Benjamin De Boe edited this page Jan 27, 2020 · 24 revisions

The Build Process

This page provides additional detail on what happens as part of the iKnow build process. For step-by-step build instructions, see the README.md file in the main repo.

The Language Models

The iKnow engine relies on Language Models (also known as Knowledge Bases or simply "KB") for its language-specific parsing of sentences. A KB's source is expressed as a set of CSV files, which are not containing outright code but capture linguistic tokens, rules and other metadata specific to a language, plus some comments and sample sentences. These files are maintained under /kb in a human-readable (and editable) source format, usually through simple text editors like Notepad++.

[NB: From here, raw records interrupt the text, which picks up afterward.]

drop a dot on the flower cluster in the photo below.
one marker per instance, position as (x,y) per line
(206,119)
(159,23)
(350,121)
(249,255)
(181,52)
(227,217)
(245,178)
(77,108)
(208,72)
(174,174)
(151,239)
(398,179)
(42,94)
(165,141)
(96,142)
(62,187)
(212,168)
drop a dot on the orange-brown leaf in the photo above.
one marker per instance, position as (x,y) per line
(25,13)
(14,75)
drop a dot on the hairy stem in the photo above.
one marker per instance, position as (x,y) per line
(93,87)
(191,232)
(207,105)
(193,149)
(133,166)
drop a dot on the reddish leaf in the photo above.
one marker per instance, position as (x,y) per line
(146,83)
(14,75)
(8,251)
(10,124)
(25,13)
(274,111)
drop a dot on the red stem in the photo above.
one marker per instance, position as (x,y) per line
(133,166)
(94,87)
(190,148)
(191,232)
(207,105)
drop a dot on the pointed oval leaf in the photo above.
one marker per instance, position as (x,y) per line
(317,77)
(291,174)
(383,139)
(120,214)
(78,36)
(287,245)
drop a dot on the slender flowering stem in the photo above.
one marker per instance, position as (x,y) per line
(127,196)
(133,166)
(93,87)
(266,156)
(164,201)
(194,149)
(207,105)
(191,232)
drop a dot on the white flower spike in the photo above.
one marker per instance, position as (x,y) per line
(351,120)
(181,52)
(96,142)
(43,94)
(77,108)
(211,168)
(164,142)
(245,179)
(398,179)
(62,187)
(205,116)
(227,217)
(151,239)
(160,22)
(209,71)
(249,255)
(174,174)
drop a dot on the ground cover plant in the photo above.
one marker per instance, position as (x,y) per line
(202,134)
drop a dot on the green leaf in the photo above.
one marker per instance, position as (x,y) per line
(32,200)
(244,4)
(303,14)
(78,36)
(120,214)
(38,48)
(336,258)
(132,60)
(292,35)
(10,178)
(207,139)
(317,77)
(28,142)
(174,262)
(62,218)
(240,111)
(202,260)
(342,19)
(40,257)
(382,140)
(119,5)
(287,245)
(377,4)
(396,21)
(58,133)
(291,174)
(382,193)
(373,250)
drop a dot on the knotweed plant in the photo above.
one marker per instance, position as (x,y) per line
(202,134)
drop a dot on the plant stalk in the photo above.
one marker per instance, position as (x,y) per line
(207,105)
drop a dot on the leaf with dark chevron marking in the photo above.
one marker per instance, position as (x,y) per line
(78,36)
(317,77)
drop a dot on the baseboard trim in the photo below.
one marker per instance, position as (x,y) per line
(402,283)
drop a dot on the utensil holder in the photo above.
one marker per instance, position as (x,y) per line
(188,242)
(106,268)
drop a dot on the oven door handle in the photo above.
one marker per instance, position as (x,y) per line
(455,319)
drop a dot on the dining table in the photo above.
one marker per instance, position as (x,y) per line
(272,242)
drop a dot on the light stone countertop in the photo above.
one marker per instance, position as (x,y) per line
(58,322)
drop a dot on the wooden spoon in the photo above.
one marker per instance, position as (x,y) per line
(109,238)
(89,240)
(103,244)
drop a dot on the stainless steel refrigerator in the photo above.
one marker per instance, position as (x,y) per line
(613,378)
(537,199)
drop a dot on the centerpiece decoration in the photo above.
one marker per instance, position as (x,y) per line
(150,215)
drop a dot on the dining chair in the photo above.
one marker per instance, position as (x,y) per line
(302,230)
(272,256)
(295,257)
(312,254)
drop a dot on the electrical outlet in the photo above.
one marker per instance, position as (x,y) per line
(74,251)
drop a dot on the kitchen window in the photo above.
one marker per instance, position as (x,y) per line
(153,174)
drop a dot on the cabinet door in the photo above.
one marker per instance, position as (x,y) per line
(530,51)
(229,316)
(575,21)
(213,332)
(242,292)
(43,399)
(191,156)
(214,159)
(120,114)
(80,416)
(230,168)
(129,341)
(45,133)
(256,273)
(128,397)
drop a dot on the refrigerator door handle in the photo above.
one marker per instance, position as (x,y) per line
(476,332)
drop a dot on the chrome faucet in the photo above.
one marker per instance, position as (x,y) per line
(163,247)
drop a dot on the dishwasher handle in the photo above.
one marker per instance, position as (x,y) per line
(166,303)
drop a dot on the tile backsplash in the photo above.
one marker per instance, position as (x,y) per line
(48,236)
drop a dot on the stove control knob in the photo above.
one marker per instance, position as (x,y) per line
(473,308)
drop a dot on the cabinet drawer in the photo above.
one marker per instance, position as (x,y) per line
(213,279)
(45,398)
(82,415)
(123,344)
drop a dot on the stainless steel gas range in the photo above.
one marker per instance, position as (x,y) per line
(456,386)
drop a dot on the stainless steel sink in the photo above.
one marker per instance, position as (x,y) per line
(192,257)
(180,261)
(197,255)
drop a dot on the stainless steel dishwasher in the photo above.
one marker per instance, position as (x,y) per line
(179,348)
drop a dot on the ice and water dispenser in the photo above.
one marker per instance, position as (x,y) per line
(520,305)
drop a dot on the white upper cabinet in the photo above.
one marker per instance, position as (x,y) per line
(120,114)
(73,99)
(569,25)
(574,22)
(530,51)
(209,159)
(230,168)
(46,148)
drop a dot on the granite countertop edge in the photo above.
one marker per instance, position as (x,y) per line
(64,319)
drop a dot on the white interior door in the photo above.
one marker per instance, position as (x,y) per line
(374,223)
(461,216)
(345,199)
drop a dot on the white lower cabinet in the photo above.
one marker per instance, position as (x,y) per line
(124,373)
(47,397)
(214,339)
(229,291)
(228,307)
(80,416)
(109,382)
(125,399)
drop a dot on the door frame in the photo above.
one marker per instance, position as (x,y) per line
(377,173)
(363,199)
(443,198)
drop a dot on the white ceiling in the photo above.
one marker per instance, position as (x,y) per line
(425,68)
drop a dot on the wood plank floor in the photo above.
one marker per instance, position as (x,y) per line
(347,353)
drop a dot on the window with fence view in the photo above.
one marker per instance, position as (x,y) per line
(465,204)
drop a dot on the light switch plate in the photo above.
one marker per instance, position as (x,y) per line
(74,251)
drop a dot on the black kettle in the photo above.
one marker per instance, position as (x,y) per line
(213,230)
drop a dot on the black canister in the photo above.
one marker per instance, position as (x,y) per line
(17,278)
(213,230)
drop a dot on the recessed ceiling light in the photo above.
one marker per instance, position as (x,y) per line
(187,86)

When accumulated language model edits to the files in /kb represent a comprehensive update, it's time to compile them ahead of a full iKnow engine build. Compiling the language models means transforming them from CSV format into a collection of artefacts the iKnow engine can use at runtime:

  • Data in lexrep.csv is compiled into a C++ state machine that ends up in .inl files in /modules/aho/inl/<language>/lexrep/, enabling high-performance matching of input text to the linguistic tokens on which iKnow bases its parsing
  • Data in the other csv files gets loaded as shared memory dumps to enable efficient runtime loading

⚠️ This compilation process is currently implemented in ObjectScript and involves a manual step. Work in progress aims to translate this to a standalone process implemented in C++ or Python

The Delve toolkit provides mechanisms to load these CSV files into a dynamically-generated language model in order to hand-test them during development without having to wait for a full kit build. Note also that KBs (and specifically the vocabulary the use to express rules and labels) depends on features being made available in the engine.

The Code

Once the Language Models are compiled into .inl files in /modules/aho/inl/, a regular C++ build (through Visual Studio .sln or a Makefile) turns the full codebase into the required .dll or .so files. See here for an introduction on the important sections of our source code.